I don’t know who influences my good intentions or my bad intentions, my potential or my manipulation, I manipulate who I am and I don’t know who I am. For example, on noblesse oblige. Is the responsibility of those with social status really ‘private punishment’? The highest punishment for being unrewarded is ‘private punishment’. Or can it be done peacefully? Maybe one day the world will wake up to this cruelty.
Nevertheless, I want to keep only the concept of soul.

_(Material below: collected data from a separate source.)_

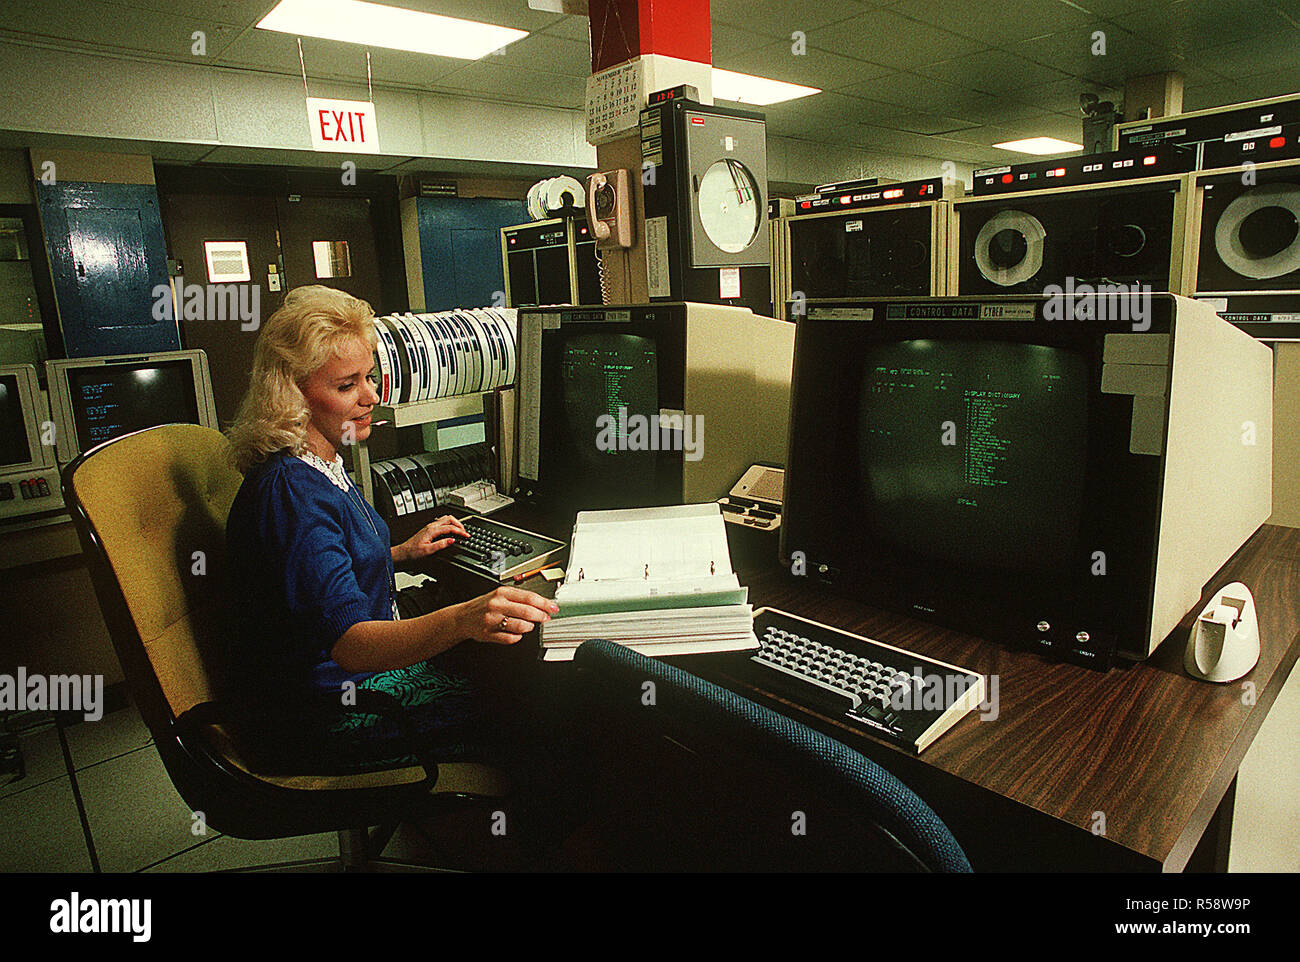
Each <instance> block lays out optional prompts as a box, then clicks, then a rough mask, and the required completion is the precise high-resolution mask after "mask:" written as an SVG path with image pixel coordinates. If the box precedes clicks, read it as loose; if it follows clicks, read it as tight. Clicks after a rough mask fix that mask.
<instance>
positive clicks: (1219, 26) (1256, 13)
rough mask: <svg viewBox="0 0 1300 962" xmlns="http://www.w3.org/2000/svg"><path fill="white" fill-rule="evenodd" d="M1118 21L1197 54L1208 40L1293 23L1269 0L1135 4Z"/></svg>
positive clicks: (1131, 27) (1235, 39) (1145, 37)
mask: <svg viewBox="0 0 1300 962" xmlns="http://www.w3.org/2000/svg"><path fill="white" fill-rule="evenodd" d="M1114 21H1115V23H1118V25H1119V26H1122V27H1123V29H1125V30H1130V31H1132V32H1134V34H1136V35H1138V36H1141V38H1144V39H1145V40H1153V42H1156V43H1160V44H1164V45H1166V47H1170V48H1173V49H1175V51H1179V52H1182V53H1187V55H1191V56H1196V55H1197V51H1199V49H1204V48H1205V45H1208V44H1206V40H1213V39H1217V40H1218V42H1221V43H1229V42H1232V40H1244V39H1248V38H1252V36H1260V35H1262V34H1268V32H1271V31H1274V30H1278V29H1279V27H1281V26H1283V25H1284V26H1286V27H1287V29H1290V27H1291V23H1288V22H1286V21H1283V19H1282V17H1281V16H1279V14H1278V10H1277V8H1274V6H1271V5H1270V4H1269V3H1268V0H1232V3H1223V0H1177V1H1175V3H1171V4H1161V5H1154V4H1152V5H1147V6H1135V8H1134V10H1132V12H1130V13H1126V14H1123V16H1118V17H1114Z"/></svg>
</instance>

The body may get sick and the mind may get hurt, but the soul will not be hurt.
I believe in that.
This song and the Joker’s song seem to be unrelated, but they fit very well and I saw them many times. It seemed to me that human beings suffer from a malice that is tainted by the love (agape) they are raised with and the evil that comes towards them. This is only a Christian’s opinion. What I got from this song was “not to laugh”. I don’t force myself to laugh.
What is Gotham City?
Why are we drawn to it?
The protagonist, the Joker, and Gotham City are both fictional worlds.
But we call it “reality”.
As an aside, I have sympathy for Arthur himself, but criminals are evil, and perhaps they will be judged by God, or perhaps they will receive God’s love, it’s not entirely clear. As Camus says in “L’Étranger”, it is not impossible that he has chosen to be a villain. The rejection of God’s grace is also a free human choice. There are some psychological studies that try to change this absolutely as a treatment of circumstances or mental illness, but I am not so sure. When I was a student, I thought about rehabilitating criminals, but now I still want them to be destroyed when they become victims. But I honestly wish there had been help for Arthur. Most victims bear the negative side of the perpetrators, the oppression, but for those who have been deprived of their right to live, it is nothing but cruelty. In my view it was a good film. After all, there are few people who can reach out to Arthur.
*
It may be similar to the Zodiac case.
The name of the leading suspect was Arthur.